17 responses to “PPBF – Friend or Foe?

  1. I love your introductory reflections on this book.

  2. I can tell from your review of this intriguing picture book that it brought up many questions for you. I can see how this book can open up lengthy and deep discussions with children over the many possible answers the book brings up. I’m looking forward to checking this book out from my library.

  3. What an intriguing book for kids that will encourage them to use their verbal and visual cues when assessing a person/situation. This would be an excellent resource for teachers to use in the classroom. Kids will have a lot to say about this story.

  4. What a great concept for a PB to tackle. I agree — this sounds intriguing!

  5. I love the fairy tale quality of this book. Can’t wait to check it out. Thanks.

  6. Putting it on reserve right now, Patricia…great pick and a great review…you definitely inspired me to read it. 😉

  7. Now this one sounds like the type of quiet book that won’t leave you alone, nags at the back of your mind. Groundwood Books comes up with yet another terrific picture book. Thanks for the review!
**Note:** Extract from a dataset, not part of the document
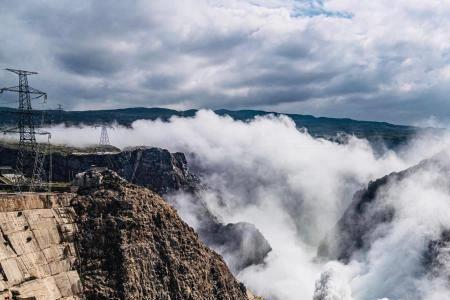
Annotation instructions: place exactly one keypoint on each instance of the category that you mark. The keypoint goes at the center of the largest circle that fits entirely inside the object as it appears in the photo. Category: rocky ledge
(133, 245)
  8. Wow, this is a very intriguing story. A great one for use in the classroom to insight deep thoughtful discussions. Interesting to see how this is written for example is it a to and fro or does the text lend to cat on one page and mouse on the other… Great review. Will look out for this one. Thank you.

    • Good questions, Dianne. I looked back through the book, and realized that we don’t actually see the cat until midway through the book; in the second half, the cat is in many spreads, however. Very interesting to see how this was crafted.

  9. sounds thought-provoking.

  10. You have definitely piqued my interest! I like books that ask questions–or at least provoke some. Thanks for sharing!